El pasaje de las tentaciones en Mateo llega tras el bautismo de Jesús, después de que Juan Bautista haya recogido en el Jordán la miseria de la humanidad y, precisamente allí, en ese barro, el Espíritu Santo descendió sobre él y la voz del Padre dijo que en este Hijo se complacía: "Este Hijo es mi alegría, mi plenitud". Él hará emerger al Padre allí en ese barro.
Movido por el Espíritu, va al desierto y llegan las tentaciones. Después de cuarenta días y cuarenta noches de ayuno, es lógico que tenga hambre. Cuando uno advierte las necesidades de su naturaleza, las exigencias que apremian, es el momento oportuno para la tentación, para la seducción. Allí aparece el Tentador porque precisamente sobre la condición humana puede presionar tras la tragedia del pecado. El enemigo se presenta como un amigote, uno que se pone de tu parte, se introduce exactamente en lo que sería más apetecible, juega a tu favor.
En el desierto, donde el hombre ha transformado el jardín con el pecado, la tentación sugiere utilizar la filiación para hacer de este desierto alimento: "Haz que estas piedras se conviertan en pan". Pero esto significaría ir en contra de la verdad: las piedras no pueden convertirse en pan; la piedra se convertirá en Cristo, pero no en pan. Cristo es el epicentro, es el Logos de todo lo creado, nada puede ser usado fuera del Logos, porque se pervierte. Pero el diablo insinúa que puedes vivir la verdad de Hijo de Dios como demonio, de manera diabólica, usando a Dios para satisfacer las exigencias de la naturaleza, porque así seguimos siendo lo que somos: esclavos, aunque satisfechos. Esta es la verdadera tentación: vivir la fe como no creyentes, vivir la filiación como esclavos, con algún capricho que nos confirma.

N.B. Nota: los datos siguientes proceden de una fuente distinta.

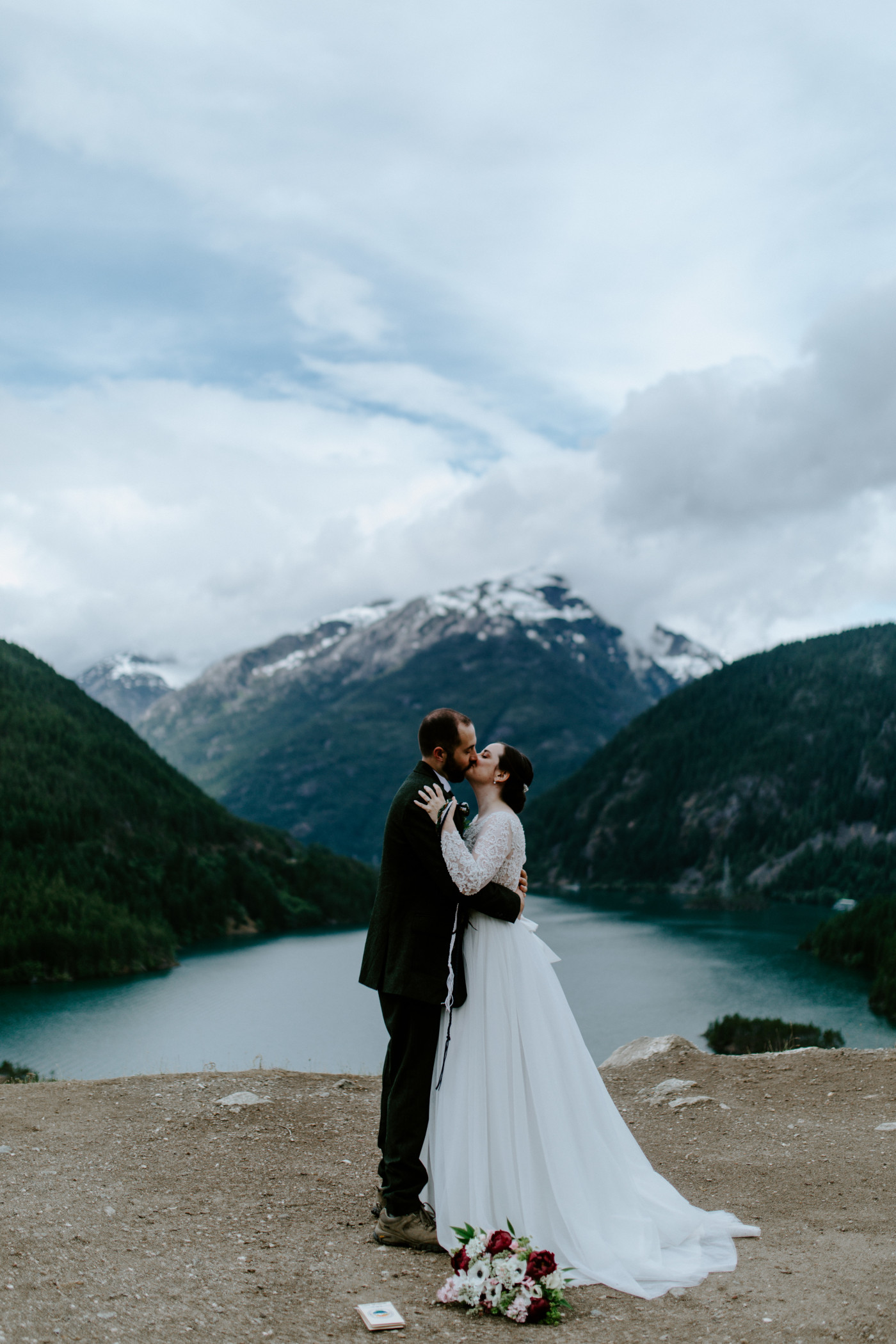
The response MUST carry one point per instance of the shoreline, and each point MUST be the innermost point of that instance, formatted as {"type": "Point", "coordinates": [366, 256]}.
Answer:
{"type": "Point", "coordinates": [140, 1208]}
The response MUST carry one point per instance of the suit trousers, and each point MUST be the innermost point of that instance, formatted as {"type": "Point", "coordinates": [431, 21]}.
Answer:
{"type": "Point", "coordinates": [404, 1107]}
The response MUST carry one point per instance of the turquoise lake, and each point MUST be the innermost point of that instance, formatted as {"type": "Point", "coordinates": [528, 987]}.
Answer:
{"type": "Point", "coordinates": [294, 1002]}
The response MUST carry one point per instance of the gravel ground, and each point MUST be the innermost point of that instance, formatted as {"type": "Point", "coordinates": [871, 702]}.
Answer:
{"type": "Point", "coordinates": [138, 1208]}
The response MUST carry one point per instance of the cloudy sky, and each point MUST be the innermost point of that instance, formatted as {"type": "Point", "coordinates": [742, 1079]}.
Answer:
{"type": "Point", "coordinates": [314, 303]}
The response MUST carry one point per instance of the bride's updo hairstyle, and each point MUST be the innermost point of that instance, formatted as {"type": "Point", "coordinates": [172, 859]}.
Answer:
{"type": "Point", "coordinates": [520, 772]}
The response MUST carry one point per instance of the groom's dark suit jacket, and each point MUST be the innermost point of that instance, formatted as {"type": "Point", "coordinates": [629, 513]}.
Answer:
{"type": "Point", "coordinates": [410, 933]}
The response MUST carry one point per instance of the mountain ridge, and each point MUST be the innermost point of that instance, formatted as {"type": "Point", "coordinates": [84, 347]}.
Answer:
{"type": "Point", "coordinates": [109, 858]}
{"type": "Point", "coordinates": [776, 776]}
{"type": "Point", "coordinates": [284, 733]}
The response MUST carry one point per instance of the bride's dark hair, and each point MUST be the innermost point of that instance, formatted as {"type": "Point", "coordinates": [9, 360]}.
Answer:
{"type": "Point", "coordinates": [520, 772]}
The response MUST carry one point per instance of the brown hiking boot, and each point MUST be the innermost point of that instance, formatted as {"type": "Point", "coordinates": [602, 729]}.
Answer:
{"type": "Point", "coordinates": [415, 1230]}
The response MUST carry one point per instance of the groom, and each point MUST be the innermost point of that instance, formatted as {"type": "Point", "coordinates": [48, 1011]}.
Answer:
{"type": "Point", "coordinates": [406, 959]}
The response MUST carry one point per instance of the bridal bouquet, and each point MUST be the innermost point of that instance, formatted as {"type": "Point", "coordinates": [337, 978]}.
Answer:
{"type": "Point", "coordinates": [499, 1273]}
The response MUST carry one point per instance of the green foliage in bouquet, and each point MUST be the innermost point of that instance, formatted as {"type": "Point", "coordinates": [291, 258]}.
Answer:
{"type": "Point", "coordinates": [737, 1036]}
{"type": "Point", "coordinates": [500, 1274]}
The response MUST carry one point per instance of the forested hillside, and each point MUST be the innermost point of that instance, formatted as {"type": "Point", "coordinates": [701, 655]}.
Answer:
{"type": "Point", "coordinates": [109, 858]}
{"type": "Point", "coordinates": [776, 774]}
{"type": "Point", "coordinates": [316, 732]}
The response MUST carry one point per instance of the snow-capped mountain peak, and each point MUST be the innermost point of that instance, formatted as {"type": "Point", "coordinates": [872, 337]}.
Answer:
{"type": "Point", "coordinates": [129, 683]}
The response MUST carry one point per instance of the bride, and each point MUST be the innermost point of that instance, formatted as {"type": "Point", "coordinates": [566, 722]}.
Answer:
{"type": "Point", "coordinates": [522, 1126]}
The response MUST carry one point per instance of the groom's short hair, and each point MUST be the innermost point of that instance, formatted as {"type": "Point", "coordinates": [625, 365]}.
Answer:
{"type": "Point", "coordinates": [440, 729]}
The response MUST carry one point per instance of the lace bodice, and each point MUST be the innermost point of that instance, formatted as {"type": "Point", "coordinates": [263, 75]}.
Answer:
{"type": "Point", "coordinates": [493, 850]}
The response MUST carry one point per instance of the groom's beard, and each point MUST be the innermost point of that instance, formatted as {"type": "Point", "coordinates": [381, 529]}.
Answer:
{"type": "Point", "coordinates": [454, 773]}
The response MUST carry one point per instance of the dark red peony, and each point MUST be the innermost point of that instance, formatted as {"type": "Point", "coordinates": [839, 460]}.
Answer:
{"type": "Point", "coordinates": [540, 1264]}
{"type": "Point", "coordinates": [500, 1241]}
{"type": "Point", "coordinates": [539, 1307]}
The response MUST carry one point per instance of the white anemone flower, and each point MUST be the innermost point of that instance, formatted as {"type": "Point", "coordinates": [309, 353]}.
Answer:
{"type": "Point", "coordinates": [492, 1291]}
{"type": "Point", "coordinates": [479, 1272]}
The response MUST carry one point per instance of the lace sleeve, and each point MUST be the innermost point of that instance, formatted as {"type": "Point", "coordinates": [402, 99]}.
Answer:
{"type": "Point", "coordinates": [473, 870]}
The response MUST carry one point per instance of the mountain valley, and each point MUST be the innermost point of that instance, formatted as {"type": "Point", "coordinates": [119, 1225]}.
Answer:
{"type": "Point", "coordinates": [315, 732]}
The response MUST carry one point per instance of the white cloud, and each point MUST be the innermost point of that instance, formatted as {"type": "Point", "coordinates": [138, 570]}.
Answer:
{"type": "Point", "coordinates": [590, 195]}
{"type": "Point", "coordinates": [305, 304]}
{"type": "Point", "coordinates": [742, 504]}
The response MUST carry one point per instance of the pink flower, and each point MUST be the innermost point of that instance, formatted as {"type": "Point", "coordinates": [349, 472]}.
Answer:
{"type": "Point", "coordinates": [539, 1307]}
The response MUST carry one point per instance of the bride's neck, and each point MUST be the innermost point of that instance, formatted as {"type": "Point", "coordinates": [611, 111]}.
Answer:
{"type": "Point", "coordinates": [488, 797]}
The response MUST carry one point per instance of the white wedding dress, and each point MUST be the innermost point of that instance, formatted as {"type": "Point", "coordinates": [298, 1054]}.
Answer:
{"type": "Point", "coordinates": [523, 1130]}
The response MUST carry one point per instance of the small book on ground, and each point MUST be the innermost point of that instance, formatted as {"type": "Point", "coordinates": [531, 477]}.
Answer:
{"type": "Point", "coordinates": [381, 1316]}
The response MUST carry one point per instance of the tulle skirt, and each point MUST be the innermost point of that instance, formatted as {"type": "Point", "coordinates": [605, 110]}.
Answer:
{"type": "Point", "coordinates": [524, 1131]}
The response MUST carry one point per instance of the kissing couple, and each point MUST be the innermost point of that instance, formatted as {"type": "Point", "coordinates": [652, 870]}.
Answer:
{"type": "Point", "coordinates": [492, 1109]}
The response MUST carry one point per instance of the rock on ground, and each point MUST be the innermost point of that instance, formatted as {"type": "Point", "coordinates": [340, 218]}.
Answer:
{"type": "Point", "coordinates": [138, 1208]}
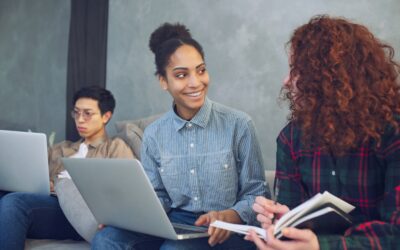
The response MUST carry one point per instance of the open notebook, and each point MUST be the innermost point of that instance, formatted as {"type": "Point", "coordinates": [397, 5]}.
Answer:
{"type": "Point", "coordinates": [323, 213]}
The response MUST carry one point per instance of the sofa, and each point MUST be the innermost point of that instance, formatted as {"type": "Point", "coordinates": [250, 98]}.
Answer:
{"type": "Point", "coordinates": [131, 131]}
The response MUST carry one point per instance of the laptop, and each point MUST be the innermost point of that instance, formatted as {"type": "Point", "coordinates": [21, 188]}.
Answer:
{"type": "Point", "coordinates": [23, 162]}
{"type": "Point", "coordinates": [119, 193]}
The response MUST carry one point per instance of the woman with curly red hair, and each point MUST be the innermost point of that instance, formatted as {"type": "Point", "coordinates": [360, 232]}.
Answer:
{"type": "Point", "coordinates": [343, 136]}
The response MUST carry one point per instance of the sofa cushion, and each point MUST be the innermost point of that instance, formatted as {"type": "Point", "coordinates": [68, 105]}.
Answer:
{"type": "Point", "coordinates": [75, 208]}
{"type": "Point", "coordinates": [131, 131]}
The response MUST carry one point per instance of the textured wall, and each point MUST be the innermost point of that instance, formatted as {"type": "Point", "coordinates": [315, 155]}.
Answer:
{"type": "Point", "coordinates": [33, 60]}
{"type": "Point", "coordinates": [244, 47]}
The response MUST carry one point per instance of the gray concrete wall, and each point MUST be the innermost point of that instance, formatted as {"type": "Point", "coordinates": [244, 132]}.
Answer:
{"type": "Point", "coordinates": [33, 65]}
{"type": "Point", "coordinates": [244, 47]}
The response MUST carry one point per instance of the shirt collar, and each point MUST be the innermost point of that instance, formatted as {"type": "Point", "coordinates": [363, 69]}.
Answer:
{"type": "Point", "coordinates": [201, 118]}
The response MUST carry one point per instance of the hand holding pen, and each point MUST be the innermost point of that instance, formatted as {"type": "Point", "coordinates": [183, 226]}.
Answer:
{"type": "Point", "coordinates": [268, 210]}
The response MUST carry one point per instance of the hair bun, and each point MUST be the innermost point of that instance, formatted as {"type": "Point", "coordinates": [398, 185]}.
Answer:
{"type": "Point", "coordinates": [166, 32]}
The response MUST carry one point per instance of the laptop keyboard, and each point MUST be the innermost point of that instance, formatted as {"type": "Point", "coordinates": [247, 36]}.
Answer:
{"type": "Point", "coordinates": [187, 229]}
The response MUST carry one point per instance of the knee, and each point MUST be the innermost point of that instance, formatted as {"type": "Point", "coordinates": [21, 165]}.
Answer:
{"type": "Point", "coordinates": [100, 238]}
{"type": "Point", "coordinates": [13, 203]}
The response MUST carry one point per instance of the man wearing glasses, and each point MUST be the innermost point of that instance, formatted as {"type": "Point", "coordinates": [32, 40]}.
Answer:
{"type": "Point", "coordinates": [27, 215]}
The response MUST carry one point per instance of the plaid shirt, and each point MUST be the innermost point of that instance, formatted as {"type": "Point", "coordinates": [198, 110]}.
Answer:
{"type": "Point", "coordinates": [368, 179]}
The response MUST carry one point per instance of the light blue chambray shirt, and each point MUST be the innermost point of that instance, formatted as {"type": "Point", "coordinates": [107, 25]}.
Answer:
{"type": "Point", "coordinates": [212, 162]}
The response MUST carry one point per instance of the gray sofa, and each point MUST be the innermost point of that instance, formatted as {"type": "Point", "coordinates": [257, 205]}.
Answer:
{"type": "Point", "coordinates": [132, 132]}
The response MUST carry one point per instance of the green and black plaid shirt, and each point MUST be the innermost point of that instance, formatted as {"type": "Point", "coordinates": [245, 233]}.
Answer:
{"type": "Point", "coordinates": [368, 179]}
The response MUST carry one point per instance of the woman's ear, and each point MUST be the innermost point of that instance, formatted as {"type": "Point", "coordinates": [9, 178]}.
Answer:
{"type": "Point", "coordinates": [163, 82]}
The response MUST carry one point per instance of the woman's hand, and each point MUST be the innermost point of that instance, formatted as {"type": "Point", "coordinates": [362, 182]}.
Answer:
{"type": "Point", "coordinates": [218, 235]}
{"type": "Point", "coordinates": [266, 210]}
{"type": "Point", "coordinates": [299, 239]}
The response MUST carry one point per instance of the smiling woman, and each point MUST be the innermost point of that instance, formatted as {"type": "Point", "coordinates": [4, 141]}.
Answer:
{"type": "Point", "coordinates": [202, 158]}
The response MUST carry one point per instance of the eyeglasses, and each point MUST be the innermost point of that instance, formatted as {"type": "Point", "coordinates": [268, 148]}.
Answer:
{"type": "Point", "coordinates": [87, 115]}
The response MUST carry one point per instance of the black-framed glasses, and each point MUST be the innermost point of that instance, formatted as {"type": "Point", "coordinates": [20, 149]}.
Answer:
{"type": "Point", "coordinates": [86, 114]}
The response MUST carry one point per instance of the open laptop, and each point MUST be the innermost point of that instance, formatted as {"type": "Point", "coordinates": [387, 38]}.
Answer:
{"type": "Point", "coordinates": [23, 162]}
{"type": "Point", "coordinates": [119, 193]}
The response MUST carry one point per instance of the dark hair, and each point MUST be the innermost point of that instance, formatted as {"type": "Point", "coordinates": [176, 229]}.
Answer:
{"type": "Point", "coordinates": [347, 82]}
{"type": "Point", "coordinates": [104, 97]}
{"type": "Point", "coordinates": [166, 39]}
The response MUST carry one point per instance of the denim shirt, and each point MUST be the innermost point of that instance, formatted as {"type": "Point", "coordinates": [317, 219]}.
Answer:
{"type": "Point", "coordinates": [212, 162]}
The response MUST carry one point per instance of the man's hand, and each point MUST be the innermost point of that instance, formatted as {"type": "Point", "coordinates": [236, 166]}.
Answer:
{"type": "Point", "coordinates": [218, 235]}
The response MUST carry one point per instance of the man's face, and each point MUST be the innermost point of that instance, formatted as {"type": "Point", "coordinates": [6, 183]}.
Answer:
{"type": "Point", "coordinates": [89, 121]}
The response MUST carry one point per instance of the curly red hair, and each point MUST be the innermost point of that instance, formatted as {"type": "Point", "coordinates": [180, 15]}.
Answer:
{"type": "Point", "coordinates": [345, 84]}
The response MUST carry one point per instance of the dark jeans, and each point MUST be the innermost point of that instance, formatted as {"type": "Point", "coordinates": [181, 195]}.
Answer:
{"type": "Point", "coordinates": [27, 215]}
{"type": "Point", "coordinates": [119, 239]}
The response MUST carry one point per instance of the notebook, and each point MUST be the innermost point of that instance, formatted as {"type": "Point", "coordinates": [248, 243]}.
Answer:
{"type": "Point", "coordinates": [119, 193]}
{"type": "Point", "coordinates": [23, 162]}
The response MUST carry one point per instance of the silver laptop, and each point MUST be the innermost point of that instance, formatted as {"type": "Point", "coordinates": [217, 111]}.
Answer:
{"type": "Point", "coordinates": [119, 193]}
{"type": "Point", "coordinates": [23, 162]}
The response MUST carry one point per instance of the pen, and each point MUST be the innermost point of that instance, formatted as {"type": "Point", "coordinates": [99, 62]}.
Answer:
{"type": "Point", "coordinates": [276, 193]}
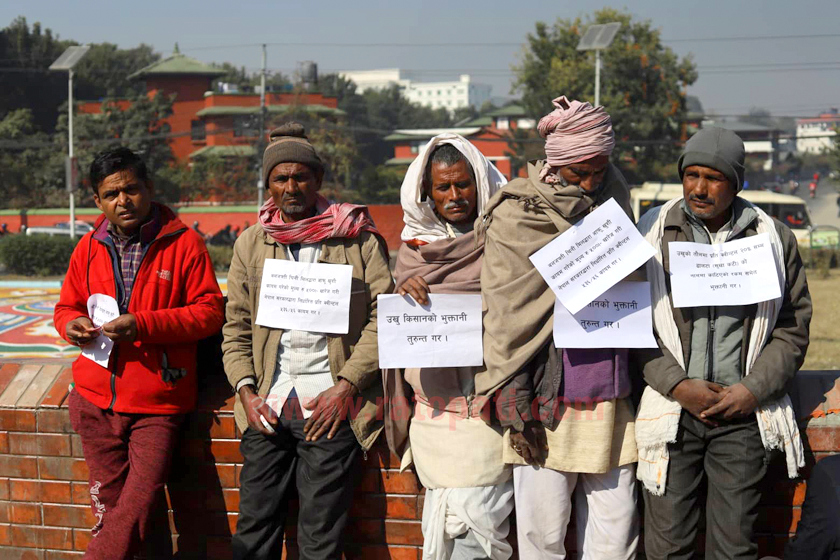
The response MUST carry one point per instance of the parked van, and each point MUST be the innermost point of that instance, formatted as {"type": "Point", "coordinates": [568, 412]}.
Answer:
{"type": "Point", "coordinates": [790, 210]}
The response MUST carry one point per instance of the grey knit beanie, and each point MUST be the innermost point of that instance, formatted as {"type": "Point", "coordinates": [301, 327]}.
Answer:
{"type": "Point", "coordinates": [718, 148]}
{"type": "Point", "coordinates": [289, 144]}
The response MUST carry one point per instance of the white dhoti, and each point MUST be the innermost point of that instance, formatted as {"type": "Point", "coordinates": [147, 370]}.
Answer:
{"type": "Point", "coordinates": [479, 513]}
{"type": "Point", "coordinates": [605, 513]}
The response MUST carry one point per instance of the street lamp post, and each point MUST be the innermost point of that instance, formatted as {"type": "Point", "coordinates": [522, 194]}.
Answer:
{"type": "Point", "coordinates": [67, 61]}
{"type": "Point", "coordinates": [597, 38]}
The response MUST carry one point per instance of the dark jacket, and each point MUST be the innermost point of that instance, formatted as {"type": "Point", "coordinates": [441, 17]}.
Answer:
{"type": "Point", "coordinates": [783, 354]}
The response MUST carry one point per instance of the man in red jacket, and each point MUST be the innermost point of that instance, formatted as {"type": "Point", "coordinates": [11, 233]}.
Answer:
{"type": "Point", "coordinates": [129, 413]}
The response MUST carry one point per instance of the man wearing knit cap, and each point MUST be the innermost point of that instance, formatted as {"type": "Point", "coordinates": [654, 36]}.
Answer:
{"type": "Point", "coordinates": [307, 401]}
{"type": "Point", "coordinates": [568, 416]}
{"type": "Point", "coordinates": [716, 404]}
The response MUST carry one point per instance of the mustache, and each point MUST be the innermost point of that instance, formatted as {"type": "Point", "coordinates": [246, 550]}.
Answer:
{"type": "Point", "coordinates": [455, 204]}
{"type": "Point", "coordinates": [706, 200]}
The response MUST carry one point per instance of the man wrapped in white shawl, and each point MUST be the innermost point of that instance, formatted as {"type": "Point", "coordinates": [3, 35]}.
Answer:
{"type": "Point", "coordinates": [456, 452]}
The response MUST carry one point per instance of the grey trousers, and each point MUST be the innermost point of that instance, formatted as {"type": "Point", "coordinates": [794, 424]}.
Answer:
{"type": "Point", "coordinates": [731, 460]}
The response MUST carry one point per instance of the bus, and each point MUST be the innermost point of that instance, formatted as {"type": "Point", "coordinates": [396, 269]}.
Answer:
{"type": "Point", "coordinates": [790, 210]}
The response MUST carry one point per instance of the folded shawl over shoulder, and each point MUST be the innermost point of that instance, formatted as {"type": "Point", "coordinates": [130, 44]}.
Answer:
{"type": "Point", "coordinates": [518, 305]}
{"type": "Point", "coordinates": [657, 422]}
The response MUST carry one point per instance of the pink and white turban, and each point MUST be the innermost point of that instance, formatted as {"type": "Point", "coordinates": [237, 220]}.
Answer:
{"type": "Point", "coordinates": [575, 132]}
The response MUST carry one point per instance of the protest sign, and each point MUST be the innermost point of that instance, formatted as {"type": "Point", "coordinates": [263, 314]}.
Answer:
{"type": "Point", "coordinates": [445, 333]}
{"type": "Point", "coordinates": [735, 273]}
{"type": "Point", "coordinates": [305, 296]}
{"type": "Point", "coordinates": [591, 256]}
{"type": "Point", "coordinates": [101, 309]}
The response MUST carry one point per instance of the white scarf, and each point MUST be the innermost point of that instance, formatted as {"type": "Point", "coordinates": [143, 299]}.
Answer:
{"type": "Point", "coordinates": [658, 418]}
{"type": "Point", "coordinates": [421, 222]}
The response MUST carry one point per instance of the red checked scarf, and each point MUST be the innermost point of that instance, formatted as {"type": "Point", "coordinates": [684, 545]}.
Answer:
{"type": "Point", "coordinates": [332, 220]}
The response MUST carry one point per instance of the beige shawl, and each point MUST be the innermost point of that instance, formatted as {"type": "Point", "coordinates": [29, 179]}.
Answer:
{"type": "Point", "coordinates": [518, 305]}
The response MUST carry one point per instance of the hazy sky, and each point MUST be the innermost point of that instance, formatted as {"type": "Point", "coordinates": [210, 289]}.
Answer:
{"type": "Point", "coordinates": [793, 87]}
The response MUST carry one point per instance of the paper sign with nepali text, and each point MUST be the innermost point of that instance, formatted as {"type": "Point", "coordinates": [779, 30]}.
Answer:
{"type": "Point", "coordinates": [738, 272]}
{"type": "Point", "coordinates": [311, 297]}
{"type": "Point", "coordinates": [445, 333]}
{"type": "Point", "coordinates": [101, 309]}
{"type": "Point", "coordinates": [619, 318]}
{"type": "Point", "coordinates": [592, 256]}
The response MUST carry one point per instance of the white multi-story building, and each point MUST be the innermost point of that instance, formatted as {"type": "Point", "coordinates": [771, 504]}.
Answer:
{"type": "Point", "coordinates": [816, 135]}
{"type": "Point", "coordinates": [446, 95]}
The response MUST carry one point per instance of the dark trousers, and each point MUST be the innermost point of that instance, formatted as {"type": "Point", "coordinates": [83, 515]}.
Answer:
{"type": "Point", "coordinates": [128, 457]}
{"type": "Point", "coordinates": [731, 460]}
{"type": "Point", "coordinates": [323, 473]}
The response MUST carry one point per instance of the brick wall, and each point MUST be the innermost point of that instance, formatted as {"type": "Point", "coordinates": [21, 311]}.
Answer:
{"type": "Point", "coordinates": [44, 500]}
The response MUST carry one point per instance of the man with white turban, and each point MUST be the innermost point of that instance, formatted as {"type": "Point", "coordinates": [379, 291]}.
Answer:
{"type": "Point", "coordinates": [447, 432]}
{"type": "Point", "coordinates": [569, 418]}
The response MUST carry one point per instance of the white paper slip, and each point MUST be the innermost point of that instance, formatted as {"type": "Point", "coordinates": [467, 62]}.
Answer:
{"type": "Point", "coordinates": [101, 309]}
{"type": "Point", "coordinates": [446, 333]}
{"type": "Point", "coordinates": [735, 273]}
{"type": "Point", "coordinates": [619, 318]}
{"type": "Point", "coordinates": [592, 256]}
{"type": "Point", "coordinates": [311, 297]}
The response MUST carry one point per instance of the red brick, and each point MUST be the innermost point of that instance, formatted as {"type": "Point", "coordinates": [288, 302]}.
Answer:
{"type": "Point", "coordinates": [366, 530]}
{"type": "Point", "coordinates": [81, 538]}
{"type": "Point", "coordinates": [24, 514]}
{"type": "Point", "coordinates": [80, 492]}
{"type": "Point", "coordinates": [39, 491]}
{"type": "Point", "coordinates": [218, 548]}
{"type": "Point", "coordinates": [62, 468]}
{"type": "Point", "coordinates": [226, 451]}
{"type": "Point", "coordinates": [377, 506]}
{"type": "Point", "coordinates": [372, 552]}
{"type": "Point", "coordinates": [403, 532]}
{"type": "Point", "coordinates": [42, 537]}
{"type": "Point", "coordinates": [7, 373]}
{"type": "Point", "coordinates": [227, 500]}
{"type": "Point", "coordinates": [68, 516]}
{"type": "Point", "coordinates": [59, 390]}
{"type": "Point", "coordinates": [395, 482]}
{"type": "Point", "coordinates": [369, 482]}
{"type": "Point", "coordinates": [56, 555]}
{"type": "Point", "coordinates": [54, 421]}
{"type": "Point", "coordinates": [39, 444]}
{"type": "Point", "coordinates": [17, 420]}
{"type": "Point", "coordinates": [76, 446]}
{"type": "Point", "coordinates": [10, 553]}
{"type": "Point", "coordinates": [18, 467]}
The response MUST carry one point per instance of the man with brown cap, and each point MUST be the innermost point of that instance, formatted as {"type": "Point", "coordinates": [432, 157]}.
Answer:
{"type": "Point", "coordinates": [336, 379]}
{"type": "Point", "coordinates": [716, 404]}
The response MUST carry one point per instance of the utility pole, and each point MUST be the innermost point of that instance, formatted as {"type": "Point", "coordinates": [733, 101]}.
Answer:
{"type": "Point", "coordinates": [260, 148]}
{"type": "Point", "coordinates": [597, 38]}
{"type": "Point", "coordinates": [68, 59]}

Y esta es la línea de las tres tentaciones: que tú utilizas la filiación para ti mismo, y no como hijo, no en relación. El diablo nos ha vencido cuando nos ha hecho ver la posibilidad de vivir la fe como una obra nuestra, un compromiso nuestro, una conquista nuestra. Y por eso primero hacemos las cosas según nuestra voluntad y luego queremos que Dios nos salve, que sea él quien nos siga.
Nos hemos distraído para no vernos ya en el Hijo, con el Padre. Esta es la tentación y la podemos reconocer en el instante: cada uno, como decía Gregorio de Nisa, es para el otro un ángel, el bueno o el malo. Cuando vemos que la naturaleza está venciendo sobre los que están junto a nosotros, en vez de ayudarlos para que se detenga, empeoramos la situación, poniendo sobre ellos más cargas, casi a la espera de ver pasar el cadáver: estas son las tentaciones.
Aquí están representadas como un duelo verdadero, golpe a golpe, pero las tentaciones de Cristo no fueron un episodio; una vez este demonio se presenta como Pedro que le dice que no debes sufrir; o como los judíos que dicen que tiene un demonio. Otra vez como escribas y fariseos: "Maestro, quisiéramos ver un signo tuyo". Y el diablo quería un signo.
Cristo fue tentado hasta la cruz, y así somos tentados nosotros; al menos tratemos de no distraernos demasiado, tratemos de fijar la mirada en Cristo y vernos dentro de Cristo con el Padre. Por eso estamos llamados a cuidar de quien está al lado, a no distraerlo, sino ayudarlo más bien a volver a poner la mirada en el punto justo, a no ser esclavo de la herida de la naturaleza del pecado, sino a ser Pedro que camina sobre las aguas en virtud de la palabra que nos llama.